Roselyne et les Lions Review

A dreamy student called Thierry (Sandoz) abandons his studies to take up an apprenticeship as a lion-tamer and meets the like-minded Roselyne (Pasco). They, of course, fall in love and raise a litter of performing felines.

by Anthony Quinn |
Published on
Release Date:

01 Jan 1989

Running Time:

180 minutes

Certificate:

15

Original Title:

Roselyne et les Lions

The hip romantic thriller Diva remains one of the delights of the decade, notwithstanding the craze for hi-tech pulp that followed in its wake. Beneath its superficial chic a real wit and inventiveness were at work, and talk of director Jean-Jacques Beineix’s “promise” seemed merely impertinent. In the seven years that separate that film from this new one, things have gone a little awry. The Moon In The Gutter was an art-house turkey, while Betty Blue seemed to many a slight, shallow tale of amour fou.

This latter will doubtless be an unpopular judgement, and its cult status suggests that the director still commands a decent following. But what they will make of Roselyne Et Les Lions is anyone’s guess. If Beineix intended it as something more than a starring vehicle for his girlfriend Isabelle Pasco, what deeper purpose he had in mind is not easy to deduce.

The plot is a simple one and only veers away from the circus repetition when it draws in a suicidal tiger tamer for no apparent reason. Throughout you wonder what kinks and curves Beineix might insert to break up the film’s tameness. Will he try to make some humanist point about lions banged up in cages and forced to jump through flaming hoops? Will one of the tamers end up on the lion’s menu?
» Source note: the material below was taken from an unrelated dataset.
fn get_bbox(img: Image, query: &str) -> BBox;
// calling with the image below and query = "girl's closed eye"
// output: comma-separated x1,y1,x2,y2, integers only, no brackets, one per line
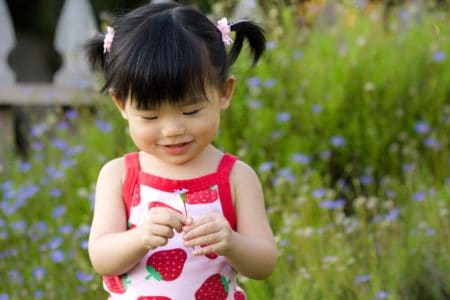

Yet as the film winds its way very slowly through its two and a quarter hours, it gradually dawns that Beineix is giving us the circus stuff absolutely straight - we’re meant to applaud and waggle our paws in the air.

In the absence of anything that might pass for drama, your attention wanes and you drift off pondering questions like: how much did it cost to insure Isabelle Pasco?

It's impossible to get inside the head of Bieneix at the best of times, but when he makes a one-trick pony like this, why try?